Afterwards, when they’re both lying there languid and content, Neal says, “I’m sorry. About the airport.” And he really is, is the thing, because he knows that Dave has it so much harder than he does, that no one gives a shit about Neal Tiemann but that everyone needs to know when the American Idol decides he’s gay.
“I don’t care,” Dave says.
“Really?” It’s dark in the room, and Neal can’t make out Dave’s face.
“Neal,” Dave says. “It’s you,” and Neal doesn’t get what Dave means by that, but he also feels like it’d be wrong to ask.
“Okay,” he says instead.
And later, when he’s about to fall asleep, Dave says, “You don’t have to move in if you don’t want to.”
“I want to be with you,” Neal says, and his voice is thick with sleep.
“I’ll take whatever I can get with you, Neal Tiemann. If you don’t want to, you don’t have to. So long as you’re with me.”
“I want to,” Neal says, and Dave snorts in a way that means he doesn’t find it funny, not one bit. “Hey, I do,” Neal says. “I’m just scared.” And then just like that, it’s out in the open and Neal feels a million times lighter. He’d never voiced that, was too proud to, but this is Dave and Dave has never cared about that sort of thing, not ever, not a once.
“I’m just scared,” Neal says again, because he can.
“Me too,” David says, and he doesn’t try to comfort Neal, or tell him that everything will be okay, or that they’ll be okay, or anything like that. And that, in and of itself, means the world to Neal.
He falls asleep sometime before Dave, he thinks, although he’s not sure.
They have this little get-together once Neal’s all moved in, and it’s kind of like a housewarming party except for how the house has already been warmed because Neal’s essentially and unofficially been living there since Dave bought it. The only difference now is that Sixx has a bed there and there’s a whole new army of guitars next to Dave’s, and how Neal leaves his stuff in the bedroom closet and not just all over the rest of the house like before.

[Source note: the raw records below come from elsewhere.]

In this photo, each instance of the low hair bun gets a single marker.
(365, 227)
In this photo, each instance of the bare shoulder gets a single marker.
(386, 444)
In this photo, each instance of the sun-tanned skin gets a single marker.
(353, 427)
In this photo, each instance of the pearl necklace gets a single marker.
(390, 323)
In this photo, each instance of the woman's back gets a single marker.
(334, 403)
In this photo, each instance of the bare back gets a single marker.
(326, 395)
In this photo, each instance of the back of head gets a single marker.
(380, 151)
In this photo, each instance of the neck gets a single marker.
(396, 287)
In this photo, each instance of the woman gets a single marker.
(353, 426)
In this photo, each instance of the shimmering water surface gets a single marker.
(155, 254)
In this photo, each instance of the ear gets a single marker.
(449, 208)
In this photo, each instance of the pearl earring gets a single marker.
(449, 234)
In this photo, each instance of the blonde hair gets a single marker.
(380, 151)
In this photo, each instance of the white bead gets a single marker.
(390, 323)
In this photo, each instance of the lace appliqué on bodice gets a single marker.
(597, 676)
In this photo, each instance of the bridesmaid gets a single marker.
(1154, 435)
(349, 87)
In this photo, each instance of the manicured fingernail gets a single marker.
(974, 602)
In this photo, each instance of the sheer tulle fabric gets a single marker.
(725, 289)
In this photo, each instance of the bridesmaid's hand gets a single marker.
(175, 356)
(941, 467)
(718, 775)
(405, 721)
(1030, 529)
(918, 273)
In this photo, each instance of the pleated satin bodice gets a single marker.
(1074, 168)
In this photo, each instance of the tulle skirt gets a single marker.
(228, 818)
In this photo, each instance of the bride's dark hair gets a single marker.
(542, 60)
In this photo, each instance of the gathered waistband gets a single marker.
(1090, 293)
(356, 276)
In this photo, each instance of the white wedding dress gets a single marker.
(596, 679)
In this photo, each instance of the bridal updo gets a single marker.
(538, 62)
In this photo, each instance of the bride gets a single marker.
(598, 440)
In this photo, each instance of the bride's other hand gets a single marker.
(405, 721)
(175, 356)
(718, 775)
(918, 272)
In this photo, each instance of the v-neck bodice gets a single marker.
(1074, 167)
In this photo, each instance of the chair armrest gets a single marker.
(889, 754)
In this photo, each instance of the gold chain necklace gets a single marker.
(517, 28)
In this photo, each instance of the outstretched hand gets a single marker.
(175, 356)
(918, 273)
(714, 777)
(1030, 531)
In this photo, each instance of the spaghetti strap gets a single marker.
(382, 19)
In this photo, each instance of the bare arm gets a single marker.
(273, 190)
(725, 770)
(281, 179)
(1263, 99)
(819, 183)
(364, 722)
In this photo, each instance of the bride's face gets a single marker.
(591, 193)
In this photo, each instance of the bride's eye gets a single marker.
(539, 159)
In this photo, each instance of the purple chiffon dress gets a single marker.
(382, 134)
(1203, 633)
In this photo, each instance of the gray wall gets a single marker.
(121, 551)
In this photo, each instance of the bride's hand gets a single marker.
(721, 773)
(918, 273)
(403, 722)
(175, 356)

Kyle is there, and he brought Hayden, who’s content to play videogames against Monty and eat pizza and ice cream with Monty and don’t tell your dad I’m giving you this soda, too, okay Hayden? Okay?
And then Andy shows up, and the first thing he tells Neal is, “I bought you two champagne as like, congratulations or whatever, but I drank it. Figured I deserved it after all the shit you put me through.” And that last part-that part’s true, and Neal feels bad because he understands now that he and Dave are not an entity separate from the rest of the band. He and Dave are the band, and so are Andy and Kyle and Monty, and whatever happens to one of them happens to all of them.
Neal opens his mouth to apologize, but Andy cuts him off, saying, “No, don’t you fucking dare.” And then he pushes past Neal and into the house, and Neal can hear him saying, “Monty, Hayden? Monty? I better still be your favorite. Somebody give me a controller so I can show this kid how it’s done.”
And even Andrew shows up, drives the hour and a half from wherever he was just to rag on Neal.
“Neal fucking Tiemann,” he says. “Living in sin with my brother!”
Dave rolls his eyes, says, “Shut up, Andrew,” and Neal doesn’t understand why, but Dave looks embarrassed.
“Correction,” Neal says, holding up his beer can and pointing one finger and Andrew. “We are living in a lot, a lot, of sin.”
Andrew pulls a face and Dave laughs, and out in the living room the rest of his band-his family-is screaming at the television, all Rematch! Rematch! and Yeah, Hayden! High five, buddy!
They all leave pretty early, but Neal doesn’t mind, especially because the following day is the start of their new tour. He and Dave clean up the mess and then he and Dave take a shower and then he and Dave go to sleep, in one bed, under one roof, together.